この映画は最初は笑い、中盤はハラハラ、そして終盤は涙という、実はまことに贅沢な作りをしています。それでも、観客や映画自体に媚びたところのない素朴で力強い作品です。
脚本を書いて演出したトーマス・ヤーンはタクシードライバー。
俳優のティル・シュヴァイガーにその脚本を送ったところからこの映画は走り始めます。誰の目にも止まることのなかった無名の脚本とアイデアがやがて人を動かしていきます。ルトガー・ハウアーもその一人で、ギャラの低さを無視し、まわりの反対を押し切って出演を承諾しました。

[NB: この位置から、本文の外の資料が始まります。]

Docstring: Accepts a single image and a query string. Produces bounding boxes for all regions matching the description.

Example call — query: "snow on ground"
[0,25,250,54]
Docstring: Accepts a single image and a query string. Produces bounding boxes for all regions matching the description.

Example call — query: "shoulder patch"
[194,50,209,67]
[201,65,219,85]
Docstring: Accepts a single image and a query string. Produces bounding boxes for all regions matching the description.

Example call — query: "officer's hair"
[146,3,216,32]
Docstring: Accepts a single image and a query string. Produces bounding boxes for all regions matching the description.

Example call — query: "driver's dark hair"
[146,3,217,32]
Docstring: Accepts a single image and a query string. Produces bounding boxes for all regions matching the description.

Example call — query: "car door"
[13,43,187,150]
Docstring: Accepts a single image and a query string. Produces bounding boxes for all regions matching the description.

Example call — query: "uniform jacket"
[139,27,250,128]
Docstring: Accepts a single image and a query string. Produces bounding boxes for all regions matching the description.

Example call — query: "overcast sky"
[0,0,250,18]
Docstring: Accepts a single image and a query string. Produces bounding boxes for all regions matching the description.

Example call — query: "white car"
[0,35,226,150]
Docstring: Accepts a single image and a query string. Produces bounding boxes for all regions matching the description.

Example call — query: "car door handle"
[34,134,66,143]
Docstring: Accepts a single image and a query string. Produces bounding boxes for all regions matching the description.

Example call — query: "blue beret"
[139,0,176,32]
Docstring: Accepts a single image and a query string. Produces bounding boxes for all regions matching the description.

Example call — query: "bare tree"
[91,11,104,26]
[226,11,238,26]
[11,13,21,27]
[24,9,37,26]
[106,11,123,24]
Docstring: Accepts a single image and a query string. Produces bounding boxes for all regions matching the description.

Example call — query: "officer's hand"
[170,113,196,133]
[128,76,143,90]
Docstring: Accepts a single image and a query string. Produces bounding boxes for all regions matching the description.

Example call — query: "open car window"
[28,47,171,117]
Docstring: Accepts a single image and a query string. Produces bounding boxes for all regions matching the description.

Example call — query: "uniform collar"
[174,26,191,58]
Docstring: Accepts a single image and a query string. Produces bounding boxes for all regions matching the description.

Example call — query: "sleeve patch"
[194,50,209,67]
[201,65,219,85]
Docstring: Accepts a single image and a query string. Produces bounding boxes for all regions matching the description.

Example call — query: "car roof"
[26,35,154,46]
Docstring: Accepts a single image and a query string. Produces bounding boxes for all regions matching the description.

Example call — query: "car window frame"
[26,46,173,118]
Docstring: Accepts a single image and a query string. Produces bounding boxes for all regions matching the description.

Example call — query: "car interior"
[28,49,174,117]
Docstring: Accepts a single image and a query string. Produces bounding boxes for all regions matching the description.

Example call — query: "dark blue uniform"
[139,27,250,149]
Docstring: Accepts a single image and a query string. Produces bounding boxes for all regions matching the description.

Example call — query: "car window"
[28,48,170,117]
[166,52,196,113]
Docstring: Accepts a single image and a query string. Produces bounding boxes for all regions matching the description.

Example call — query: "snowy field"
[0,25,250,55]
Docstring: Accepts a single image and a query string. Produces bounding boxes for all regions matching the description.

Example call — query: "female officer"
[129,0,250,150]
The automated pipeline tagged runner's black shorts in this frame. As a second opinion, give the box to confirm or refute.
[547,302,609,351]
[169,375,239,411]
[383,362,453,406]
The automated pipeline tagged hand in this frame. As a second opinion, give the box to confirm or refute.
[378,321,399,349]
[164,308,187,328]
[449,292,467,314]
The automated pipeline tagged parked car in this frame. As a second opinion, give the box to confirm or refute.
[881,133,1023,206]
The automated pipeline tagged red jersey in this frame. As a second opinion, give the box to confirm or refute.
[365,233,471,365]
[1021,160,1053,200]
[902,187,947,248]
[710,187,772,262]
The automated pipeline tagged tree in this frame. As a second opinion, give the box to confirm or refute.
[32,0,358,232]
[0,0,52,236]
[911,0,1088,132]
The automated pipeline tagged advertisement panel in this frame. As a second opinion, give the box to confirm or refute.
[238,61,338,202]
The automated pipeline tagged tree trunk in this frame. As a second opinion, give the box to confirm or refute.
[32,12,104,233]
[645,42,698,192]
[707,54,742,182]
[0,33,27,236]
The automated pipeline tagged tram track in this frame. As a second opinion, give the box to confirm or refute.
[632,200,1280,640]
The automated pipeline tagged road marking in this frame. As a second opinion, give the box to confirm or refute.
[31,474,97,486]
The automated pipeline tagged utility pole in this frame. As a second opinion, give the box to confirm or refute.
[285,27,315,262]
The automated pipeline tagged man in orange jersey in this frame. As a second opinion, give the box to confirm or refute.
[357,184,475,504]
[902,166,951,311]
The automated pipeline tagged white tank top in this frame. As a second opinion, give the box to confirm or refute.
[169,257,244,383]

ドラマの世界はおかしなもので、制作に関わっている人間で、驚くほど脚本を読むことのできない人が時々います。それでも仕事になるところが不思議なのですが、実際は読めない人に新しいことはできない。それが現実でしょう。誰も評価しないものを評価するには、読む力と本物の自信と確信が必要なのです。
この映画は、その意味で、脚本を読むことのできた人々に愛された物語ということが出来ると思います。
そう、読む力、理解する力がなければ、愛情も育たないんだな。
なにしろ、映像のヒントは脚本しかない状態でほんとうにごくわずかな人、最初は一人だけ、そんな人だけが動いた作品なんです。
最初の人が肝心なんだよなぁ。油断せず、いつでもそんな風にありたいものです。

おそらく、冷たく嘲笑う商売っ気たっぷりの人間達はこの作品の制作には近寄らなかったはずです。何がどうなるのか、てんでわからない状態というのは恐いものです。でも、それこそが本当の作り手のオーディションなんだ。そこでこそ、本物の創作者が選り抜かれる場所なのです。

『ノッキン・オン・ヘブンズ・ドア』という映画は、そんな多岐にわたるオーディションを生き抜いた映画なんだ。だから、最後まで気が抜けないし、最後の瞬間、映画のエンディングで、砂浜に横たわる瞬間、心から涙が溢れ出してくるんだ。
この映画は、たとえ死にいく人間を描いたとしても、なんとしても生き抜こうとした人間の映画です。
死ぬにあたって、天国で流行っている「海」というものを一度でいいから見てみたいと思った二人の男たち。
必死に海へ向かったふたりに、天国の扉は開いただろうか?
僕は、開いたと思っている。
その扉の向こうに行った二人は、海の光について話しているだろう。
これは、一回こっきり、一期一会の、本物の、映画ですよ。